Mail Archives: djgpp/1994/08/25/16:57:46
> Forgive me a perhaps stupid question, but how can we expect stat() under
> DOS to know about TZ? For this to work, the OS itself should know about
> TZ and it should store files' timestamps in GMT, am I right here? If I am,
> then this can't be made right with DOS, which always works in *local time*.

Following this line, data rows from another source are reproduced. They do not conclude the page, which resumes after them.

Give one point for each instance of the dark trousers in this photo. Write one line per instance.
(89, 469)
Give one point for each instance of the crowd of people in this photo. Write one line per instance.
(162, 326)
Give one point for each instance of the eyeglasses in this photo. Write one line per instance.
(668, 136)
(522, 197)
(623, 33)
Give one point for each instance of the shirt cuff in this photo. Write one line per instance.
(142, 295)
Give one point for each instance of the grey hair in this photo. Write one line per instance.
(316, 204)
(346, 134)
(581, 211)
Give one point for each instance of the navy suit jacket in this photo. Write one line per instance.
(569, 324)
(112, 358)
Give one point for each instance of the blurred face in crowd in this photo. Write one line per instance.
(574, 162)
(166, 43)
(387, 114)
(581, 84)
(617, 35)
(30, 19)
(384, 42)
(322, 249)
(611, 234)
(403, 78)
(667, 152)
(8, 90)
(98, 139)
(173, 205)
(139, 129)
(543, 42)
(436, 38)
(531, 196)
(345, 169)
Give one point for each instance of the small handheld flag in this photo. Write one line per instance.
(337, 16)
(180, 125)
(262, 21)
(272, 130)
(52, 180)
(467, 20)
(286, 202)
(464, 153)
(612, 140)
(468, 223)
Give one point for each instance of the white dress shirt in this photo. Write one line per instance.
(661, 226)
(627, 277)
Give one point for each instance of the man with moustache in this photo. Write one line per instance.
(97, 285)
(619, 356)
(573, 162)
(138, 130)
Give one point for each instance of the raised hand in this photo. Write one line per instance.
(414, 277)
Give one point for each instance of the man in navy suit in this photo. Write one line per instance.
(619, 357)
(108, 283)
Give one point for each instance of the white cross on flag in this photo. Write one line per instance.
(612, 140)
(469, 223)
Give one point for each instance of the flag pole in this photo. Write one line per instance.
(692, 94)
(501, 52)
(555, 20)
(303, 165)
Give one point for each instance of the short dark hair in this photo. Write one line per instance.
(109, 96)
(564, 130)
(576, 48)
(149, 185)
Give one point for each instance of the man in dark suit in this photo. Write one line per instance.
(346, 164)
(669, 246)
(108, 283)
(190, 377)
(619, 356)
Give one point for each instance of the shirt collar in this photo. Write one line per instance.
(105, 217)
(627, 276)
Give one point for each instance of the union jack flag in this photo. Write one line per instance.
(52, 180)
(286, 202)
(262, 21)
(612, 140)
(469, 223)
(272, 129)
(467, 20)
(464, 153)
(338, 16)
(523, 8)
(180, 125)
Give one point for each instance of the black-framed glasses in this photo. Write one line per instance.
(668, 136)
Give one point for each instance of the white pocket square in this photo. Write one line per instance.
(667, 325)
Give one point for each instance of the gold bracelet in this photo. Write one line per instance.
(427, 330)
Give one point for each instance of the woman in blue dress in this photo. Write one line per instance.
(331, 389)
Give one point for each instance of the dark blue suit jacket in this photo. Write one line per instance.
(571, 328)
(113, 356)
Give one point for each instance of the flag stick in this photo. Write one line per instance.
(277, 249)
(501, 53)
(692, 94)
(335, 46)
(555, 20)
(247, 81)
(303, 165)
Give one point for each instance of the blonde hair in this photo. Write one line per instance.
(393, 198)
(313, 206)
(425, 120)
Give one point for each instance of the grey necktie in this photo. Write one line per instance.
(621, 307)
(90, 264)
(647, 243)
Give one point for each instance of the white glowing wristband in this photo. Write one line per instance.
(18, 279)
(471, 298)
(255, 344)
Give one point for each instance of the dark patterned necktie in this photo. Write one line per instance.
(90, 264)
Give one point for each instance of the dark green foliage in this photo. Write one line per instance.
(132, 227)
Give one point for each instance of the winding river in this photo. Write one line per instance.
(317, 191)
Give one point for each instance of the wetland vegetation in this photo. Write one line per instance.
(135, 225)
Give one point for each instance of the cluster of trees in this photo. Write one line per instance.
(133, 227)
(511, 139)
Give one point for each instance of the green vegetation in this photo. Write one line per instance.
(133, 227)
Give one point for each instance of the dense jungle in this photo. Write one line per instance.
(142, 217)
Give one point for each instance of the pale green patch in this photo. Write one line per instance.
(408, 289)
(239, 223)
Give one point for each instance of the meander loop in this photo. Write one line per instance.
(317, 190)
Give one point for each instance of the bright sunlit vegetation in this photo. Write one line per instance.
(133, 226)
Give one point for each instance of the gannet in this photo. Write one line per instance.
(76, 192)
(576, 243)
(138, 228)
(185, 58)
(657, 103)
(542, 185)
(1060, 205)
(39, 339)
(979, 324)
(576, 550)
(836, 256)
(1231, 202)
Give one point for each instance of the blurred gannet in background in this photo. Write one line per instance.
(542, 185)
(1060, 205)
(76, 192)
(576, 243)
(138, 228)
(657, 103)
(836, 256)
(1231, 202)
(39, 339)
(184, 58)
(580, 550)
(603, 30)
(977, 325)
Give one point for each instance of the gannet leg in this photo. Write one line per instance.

stat() is a library function, not an OS call. The OS only knows about
local time, as you correctly noted--in particular, the year, month, day,
hours, minutes and seconds (to the nearest even number); the year is an
offset from 1980.
stat(), on the other hand, returns Unix-style times--that is, absolute
seconds since 1 Jan 1970 *GMT*. Therefore stat() must know about time-
zones in order to convert between the local time of the actual DOS time-
stamp and the GMT stat() values (st_mtime, st_ctime, etc.). The obvious
way to do this is to call tzset(), etc., internally. Note that all DOS
and OS/2 compilers I've investigated, either personally or secondhand,
do handle this correctly, with the exception of djgpp--MSC, Borland, IBM,
emx+gcc, Watcom, etc.
> And while on this point, does anyone know where can I found the definition
> of how stat() should use TZ? Some POSIX paper, maybe? Any site which
> offers such a definition by anon ftp?
I would also be interested in such information.